Balshaw, Maria. ‘Looking for Harlem Urban Aesthetics in African American Literature. London: Pluto Press, 2000.
Conyers, James E. and T.H. Kennedy. ‘Negro Passing: To Pass or Not to Pass’. Phylon. Vol. 53.6 (1963). 215 – 223.
Cutter, Martha J. ‘Sliding Significations: “Passing” as a Narrative and Textual Strategy in Nella Larsen’s Fiction’. Passing and the Fictions of Identity. Ed. Elaine K. Ginsberg. Durham: Duke University Press, 1996. 75-100.
Rust, Marion. ‘The Subaltern as Imperialist: Speaking of Olaudah Equiano’. Passing and the Fictions of Identity. Ed. Elaine K. Ginsberg. Durham: Duke University Press, 1996. 21 – 36.
Wall, Cheryl A. Women of the Harlem Renaissance. Indianopolis: Indiana University Press, 1995.

- 3 comments by 1 or more people Not publicly viewable

  1. Anna

    A pertinent if rather discomforting sidelight on this in Ann Fine’s article Write and Wrong on the Times website today. Here’s her summary of an Enid Blyton story which I can remember reading as a child:

    Matty tells her doll Sambo: “I don’t like your black face.” He runs away and gets drenched in a storm, during which all of the dye in him is washed away. ” ‘Oh!’ squealed the pixie in delight. ‘You aren’t black any more.

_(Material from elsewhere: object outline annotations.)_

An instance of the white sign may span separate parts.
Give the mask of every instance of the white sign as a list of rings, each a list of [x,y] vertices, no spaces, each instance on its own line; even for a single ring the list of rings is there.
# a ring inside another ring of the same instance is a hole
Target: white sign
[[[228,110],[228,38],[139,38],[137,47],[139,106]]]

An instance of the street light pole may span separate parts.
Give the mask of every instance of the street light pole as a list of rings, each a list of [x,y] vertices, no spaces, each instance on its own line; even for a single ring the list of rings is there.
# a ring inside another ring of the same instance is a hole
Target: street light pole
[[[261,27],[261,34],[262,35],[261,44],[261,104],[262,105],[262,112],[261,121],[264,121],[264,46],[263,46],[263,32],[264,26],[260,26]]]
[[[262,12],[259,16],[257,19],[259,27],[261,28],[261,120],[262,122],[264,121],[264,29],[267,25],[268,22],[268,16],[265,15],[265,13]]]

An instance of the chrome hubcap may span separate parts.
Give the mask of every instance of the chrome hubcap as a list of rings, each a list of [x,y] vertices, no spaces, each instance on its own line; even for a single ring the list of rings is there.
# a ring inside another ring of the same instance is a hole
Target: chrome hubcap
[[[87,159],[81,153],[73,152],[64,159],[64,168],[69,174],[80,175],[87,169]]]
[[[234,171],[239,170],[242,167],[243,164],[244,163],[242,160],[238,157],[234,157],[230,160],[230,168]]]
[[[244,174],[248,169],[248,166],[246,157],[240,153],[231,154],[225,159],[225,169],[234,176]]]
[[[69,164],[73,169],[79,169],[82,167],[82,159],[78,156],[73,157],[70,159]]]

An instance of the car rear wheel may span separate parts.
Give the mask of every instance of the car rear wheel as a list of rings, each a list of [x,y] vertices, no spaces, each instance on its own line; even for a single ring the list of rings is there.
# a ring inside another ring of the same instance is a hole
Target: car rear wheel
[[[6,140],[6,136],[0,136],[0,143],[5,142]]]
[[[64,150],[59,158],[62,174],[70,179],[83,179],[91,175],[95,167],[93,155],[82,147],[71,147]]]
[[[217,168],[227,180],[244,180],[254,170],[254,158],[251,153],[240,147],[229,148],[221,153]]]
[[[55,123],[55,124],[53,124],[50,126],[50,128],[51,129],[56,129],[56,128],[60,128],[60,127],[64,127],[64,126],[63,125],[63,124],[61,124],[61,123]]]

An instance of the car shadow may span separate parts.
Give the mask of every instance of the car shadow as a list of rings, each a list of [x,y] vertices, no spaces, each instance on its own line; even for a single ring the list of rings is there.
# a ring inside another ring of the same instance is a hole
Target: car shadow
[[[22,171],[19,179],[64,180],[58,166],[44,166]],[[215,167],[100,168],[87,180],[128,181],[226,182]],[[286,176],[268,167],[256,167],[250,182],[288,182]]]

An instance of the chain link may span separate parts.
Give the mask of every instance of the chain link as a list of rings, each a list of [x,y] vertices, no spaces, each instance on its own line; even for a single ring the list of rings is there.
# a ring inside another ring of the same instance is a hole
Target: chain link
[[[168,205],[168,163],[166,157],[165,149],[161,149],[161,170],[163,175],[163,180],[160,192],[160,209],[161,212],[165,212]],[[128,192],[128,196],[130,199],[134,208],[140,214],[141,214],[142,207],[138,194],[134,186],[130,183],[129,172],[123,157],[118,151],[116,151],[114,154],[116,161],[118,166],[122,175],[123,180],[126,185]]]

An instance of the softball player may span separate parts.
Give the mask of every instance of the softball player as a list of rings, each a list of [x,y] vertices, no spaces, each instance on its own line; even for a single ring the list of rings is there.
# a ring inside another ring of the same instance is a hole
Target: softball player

You’ve got the dearest, pinkest, kindest face!’” The doll returns to the nursery, and general acclaim: ” ‘You are a brave doll! You deserve to be made white! No wonder he’s happy – little pink Sambo!’”

    12 Jul 2007, 23:37

  2. Yes… this is very disturbing. The girl is disturbed by the difference of the doll and is reassured when it turns white. Funnily enough though in many incidents of passing for white in literature, it is the white characters who are most disturbed by the act of passing because they are unable to categorise the passing characters easily.

    13 Jul 2007, 08:53

  3. Anna

    In my view what is sometmes read as Passing by a gaze that has a great deal invested in reading colour in an essentialist way as a signifier of ineradicable difference, can turn out to be something quite different: e.g. evidence of the common humanity that underlies this supposedly ineradicable differerence. There are other narratives of passing, Kipling’s Kim for example (perhaps Tarzan and the Phantom as well or is that a stretch too far?) that for me put things into interesting perspective.